From the FDA Drug Label
The pharmacokinetics of eszopiclone have been investigated in healthy subjects (adult and elderly) and in patients with hepatic disease or renal disease. Compared with non-elderly adults, subjects 65 years and older had an increase of 41% in total exposure (AUC) and a slightly prolonged elimination of eszopiclone (t1/2 approximately 9 hours) Cmax was unchanged. Therefore, in elderly patients the dose should not exceed 2 mg.
Eszopiclone is a non-benzodiazepine hypnotic that may be preferred for geriatric patients due to its pharmacokinetic profile.
- The dose of eszopiclone in elderly patients should not exceed 2 mg to minimize adverse effects.

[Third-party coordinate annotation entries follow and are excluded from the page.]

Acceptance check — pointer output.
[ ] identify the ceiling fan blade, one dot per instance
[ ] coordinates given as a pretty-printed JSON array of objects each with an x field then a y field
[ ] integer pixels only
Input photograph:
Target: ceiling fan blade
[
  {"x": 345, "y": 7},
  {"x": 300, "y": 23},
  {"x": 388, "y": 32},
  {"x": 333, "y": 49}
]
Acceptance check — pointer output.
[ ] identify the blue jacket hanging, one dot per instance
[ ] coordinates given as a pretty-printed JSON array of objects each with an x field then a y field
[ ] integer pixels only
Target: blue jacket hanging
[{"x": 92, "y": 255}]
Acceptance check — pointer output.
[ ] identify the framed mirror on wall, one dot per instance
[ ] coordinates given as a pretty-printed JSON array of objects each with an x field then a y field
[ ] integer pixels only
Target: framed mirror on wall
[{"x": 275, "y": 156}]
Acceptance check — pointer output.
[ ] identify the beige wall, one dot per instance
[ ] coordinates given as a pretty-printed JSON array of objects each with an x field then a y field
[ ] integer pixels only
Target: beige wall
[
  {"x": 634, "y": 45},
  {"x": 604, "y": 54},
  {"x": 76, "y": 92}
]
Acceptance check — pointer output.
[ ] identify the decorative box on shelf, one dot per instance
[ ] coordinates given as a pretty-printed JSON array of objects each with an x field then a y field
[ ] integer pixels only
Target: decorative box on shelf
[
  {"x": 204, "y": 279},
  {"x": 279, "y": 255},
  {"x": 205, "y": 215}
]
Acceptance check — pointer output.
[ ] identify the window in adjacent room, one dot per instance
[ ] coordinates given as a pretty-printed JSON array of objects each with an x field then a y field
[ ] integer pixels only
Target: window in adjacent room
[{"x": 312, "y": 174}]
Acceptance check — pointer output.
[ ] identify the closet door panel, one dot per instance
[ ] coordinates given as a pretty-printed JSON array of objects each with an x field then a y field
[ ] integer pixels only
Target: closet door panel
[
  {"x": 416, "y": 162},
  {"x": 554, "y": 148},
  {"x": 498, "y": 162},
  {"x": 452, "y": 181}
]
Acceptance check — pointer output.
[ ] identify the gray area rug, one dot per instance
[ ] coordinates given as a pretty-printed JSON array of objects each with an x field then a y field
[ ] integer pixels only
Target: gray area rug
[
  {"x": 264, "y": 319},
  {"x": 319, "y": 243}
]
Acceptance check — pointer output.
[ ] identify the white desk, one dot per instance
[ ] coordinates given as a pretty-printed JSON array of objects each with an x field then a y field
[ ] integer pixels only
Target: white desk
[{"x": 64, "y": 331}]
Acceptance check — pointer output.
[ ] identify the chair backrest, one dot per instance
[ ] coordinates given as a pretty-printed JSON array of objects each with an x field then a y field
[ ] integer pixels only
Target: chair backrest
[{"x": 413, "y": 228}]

- Zolpidem is also a non-benzodiazepine hypnotic, and the recommended dose in geriatric patients is 5 mg regardless of gender. However, eszopiclone may be a better option due to its lower dose requirement in elderly patients 2.
From the Research
Non-Benzodiazepine Hypnotics for Geriatric Patients
- Non-benzodiazepine hypnotics are preferred over benzodiazepines for geriatric patients due to their safer profile and lower risk of dependence and abuse 3, 4, 5, 6, 7.
- The choice of a hypnotic agent in the elderly is symptom-based, with options including ramelteon, short-acting Z-drugs, suvorexant, low-dose doxepin, eszopiclone, and zolpidem extended release 4.
- Non-benzodiazepine hypnotics, such as zolpidem, zolpidem-controlled release, zaleplon, zopiclone, and eszopiclone, are generally well-tolerated and have a favorable safety profile compared to older benzodiazepines and barbiturates 5.
- These agents are associated with some risk for dependence and abuse, but concerns regarding such risks appear to be greater than warranted by empirical evidence 5.
Safety Considerations
- The safety profile of non-benzodiazepine hypnotics is improved compared to benzodiazepines, with a lower risk of tolerance, dependence, abuse, and residual effects 4, 5, 7.
- Next-day residual effects, potential for abuse, tolerance, and dependence are important safety considerations when prescribing sleep medications 7.
- Modified-release formulations, such as zolpidem extended-release, demonstrate a comparable safety profile to original zolpidem but have an additional sleep maintenance benefit 7.
Alternative Therapies
- Non-pharmacological approaches, such as sleep restriction-sleep compression therapy and cognitive behavioral therapy for anxiety or insomnia, are alternative options for treating insomnia and anxiety in older adults 6.
- Alternative pharmacological agents, such as melatonin and ramelteon, may also be considered, but their efficacy and safety profiles vary 4, 7.